It was, therefore, business as usual when the promoters of Deccan Chargers rushed to court after BCCI terminated their IPL contract. Chargers' parent company, Deccan Chronicle Holdings, is undergoing a financial crisis (of its own making, not the focus here) and hasn't paid the salaries of its players. It, indeed, was an issue that needed immediate redressal. But BCCI could have done better than scrapping the contract, especially with a company that put $107 million (close to Rs 535 crore) on the table at a time when IPL's future was most uncertain. And a company that isn't likely to have broken even yet.

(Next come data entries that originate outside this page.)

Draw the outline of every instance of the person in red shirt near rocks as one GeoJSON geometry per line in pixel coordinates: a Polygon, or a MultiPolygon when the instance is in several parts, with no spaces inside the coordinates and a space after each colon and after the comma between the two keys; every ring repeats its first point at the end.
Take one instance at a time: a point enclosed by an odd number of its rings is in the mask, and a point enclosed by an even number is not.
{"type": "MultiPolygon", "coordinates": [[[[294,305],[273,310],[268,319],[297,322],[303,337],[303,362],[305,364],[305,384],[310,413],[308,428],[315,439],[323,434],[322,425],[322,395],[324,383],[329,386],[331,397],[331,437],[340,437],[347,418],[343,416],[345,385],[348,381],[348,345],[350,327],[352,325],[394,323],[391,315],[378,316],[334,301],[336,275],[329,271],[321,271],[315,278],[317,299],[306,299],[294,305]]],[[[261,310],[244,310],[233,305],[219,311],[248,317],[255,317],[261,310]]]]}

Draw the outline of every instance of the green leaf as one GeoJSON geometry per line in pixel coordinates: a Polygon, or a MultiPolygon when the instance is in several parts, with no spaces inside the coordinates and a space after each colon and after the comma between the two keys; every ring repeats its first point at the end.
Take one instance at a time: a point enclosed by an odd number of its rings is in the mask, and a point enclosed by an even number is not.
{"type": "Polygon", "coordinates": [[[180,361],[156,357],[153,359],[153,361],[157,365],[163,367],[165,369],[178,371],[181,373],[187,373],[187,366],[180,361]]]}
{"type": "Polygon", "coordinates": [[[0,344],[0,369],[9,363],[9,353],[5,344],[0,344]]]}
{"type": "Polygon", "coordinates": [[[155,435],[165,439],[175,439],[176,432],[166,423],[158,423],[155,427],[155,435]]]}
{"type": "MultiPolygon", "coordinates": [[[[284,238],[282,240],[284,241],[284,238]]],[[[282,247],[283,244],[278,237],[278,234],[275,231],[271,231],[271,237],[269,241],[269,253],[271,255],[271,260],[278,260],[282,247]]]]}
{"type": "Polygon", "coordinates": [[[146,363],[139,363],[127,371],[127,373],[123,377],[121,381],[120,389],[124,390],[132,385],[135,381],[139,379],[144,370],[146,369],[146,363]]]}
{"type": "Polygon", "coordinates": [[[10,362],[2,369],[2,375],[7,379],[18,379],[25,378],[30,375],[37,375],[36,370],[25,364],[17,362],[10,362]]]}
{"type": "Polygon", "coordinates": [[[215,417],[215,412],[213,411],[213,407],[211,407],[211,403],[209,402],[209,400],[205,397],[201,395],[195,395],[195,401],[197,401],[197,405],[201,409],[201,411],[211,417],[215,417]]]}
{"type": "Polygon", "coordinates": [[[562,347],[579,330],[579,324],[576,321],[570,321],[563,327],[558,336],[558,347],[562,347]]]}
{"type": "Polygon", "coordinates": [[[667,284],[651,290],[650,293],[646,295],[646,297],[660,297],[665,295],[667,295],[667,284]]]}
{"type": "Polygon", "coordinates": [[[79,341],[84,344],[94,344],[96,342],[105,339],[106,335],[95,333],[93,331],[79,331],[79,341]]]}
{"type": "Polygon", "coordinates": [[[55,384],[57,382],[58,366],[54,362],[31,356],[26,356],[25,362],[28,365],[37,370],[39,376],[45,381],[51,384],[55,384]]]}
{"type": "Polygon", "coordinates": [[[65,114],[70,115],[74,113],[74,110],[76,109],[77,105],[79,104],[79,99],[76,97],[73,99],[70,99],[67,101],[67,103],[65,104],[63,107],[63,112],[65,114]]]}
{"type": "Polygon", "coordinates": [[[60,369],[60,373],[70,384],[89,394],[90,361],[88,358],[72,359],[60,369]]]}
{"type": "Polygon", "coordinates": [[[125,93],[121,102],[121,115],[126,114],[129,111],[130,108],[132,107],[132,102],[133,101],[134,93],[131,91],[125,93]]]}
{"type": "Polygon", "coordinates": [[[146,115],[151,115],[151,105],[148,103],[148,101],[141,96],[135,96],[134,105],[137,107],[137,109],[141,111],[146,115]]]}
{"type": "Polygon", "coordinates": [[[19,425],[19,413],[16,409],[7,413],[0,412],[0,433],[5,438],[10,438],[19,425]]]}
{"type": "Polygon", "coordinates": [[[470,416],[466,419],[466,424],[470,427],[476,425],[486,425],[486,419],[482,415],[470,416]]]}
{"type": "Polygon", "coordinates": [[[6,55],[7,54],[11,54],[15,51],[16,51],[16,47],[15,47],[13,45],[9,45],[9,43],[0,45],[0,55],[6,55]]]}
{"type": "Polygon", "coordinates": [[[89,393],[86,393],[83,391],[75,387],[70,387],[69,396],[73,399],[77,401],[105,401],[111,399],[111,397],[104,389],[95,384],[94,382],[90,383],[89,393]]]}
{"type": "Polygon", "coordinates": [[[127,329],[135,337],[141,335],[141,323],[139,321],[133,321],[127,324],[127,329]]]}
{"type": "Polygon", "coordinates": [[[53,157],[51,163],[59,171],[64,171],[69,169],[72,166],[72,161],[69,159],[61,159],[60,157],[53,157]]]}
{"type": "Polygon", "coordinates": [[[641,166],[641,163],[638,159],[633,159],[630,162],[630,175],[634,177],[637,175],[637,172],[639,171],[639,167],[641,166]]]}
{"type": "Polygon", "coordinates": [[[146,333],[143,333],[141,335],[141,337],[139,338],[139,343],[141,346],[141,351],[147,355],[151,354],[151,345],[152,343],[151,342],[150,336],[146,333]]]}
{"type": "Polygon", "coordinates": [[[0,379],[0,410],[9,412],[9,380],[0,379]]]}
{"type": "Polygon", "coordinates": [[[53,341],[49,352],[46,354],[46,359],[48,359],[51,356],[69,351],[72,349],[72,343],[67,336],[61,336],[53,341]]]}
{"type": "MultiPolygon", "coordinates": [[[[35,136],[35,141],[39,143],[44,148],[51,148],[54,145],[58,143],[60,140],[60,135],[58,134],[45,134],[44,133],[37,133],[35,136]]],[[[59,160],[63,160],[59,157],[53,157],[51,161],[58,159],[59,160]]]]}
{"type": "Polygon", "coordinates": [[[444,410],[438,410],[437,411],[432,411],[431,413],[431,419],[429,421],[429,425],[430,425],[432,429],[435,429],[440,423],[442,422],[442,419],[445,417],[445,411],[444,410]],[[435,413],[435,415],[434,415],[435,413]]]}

Of course, this wasn't the first time the BCCI had junked a mutually agreed upon legal contract. Rajasthan Royals, Kings XI Punjab and Kochi Tuskers were dealt a similar blow by the board in the past. Nimbus Communications, the company that was awarded broadcast rights to BCCI matches from 2006 to 2010 and then for another four years, is currently in the halls of justice, fighting a similar case.
Multi Screen Media Pvt Ltd, the company that won broadcast rights to the IPL for 10 years in 2008, had to seek legal recourse after BCCI terminated its contract at the end of the first year itself. And earlier, the board fought legal battles with Zee TV and ESPN-Star Sports on similar issues.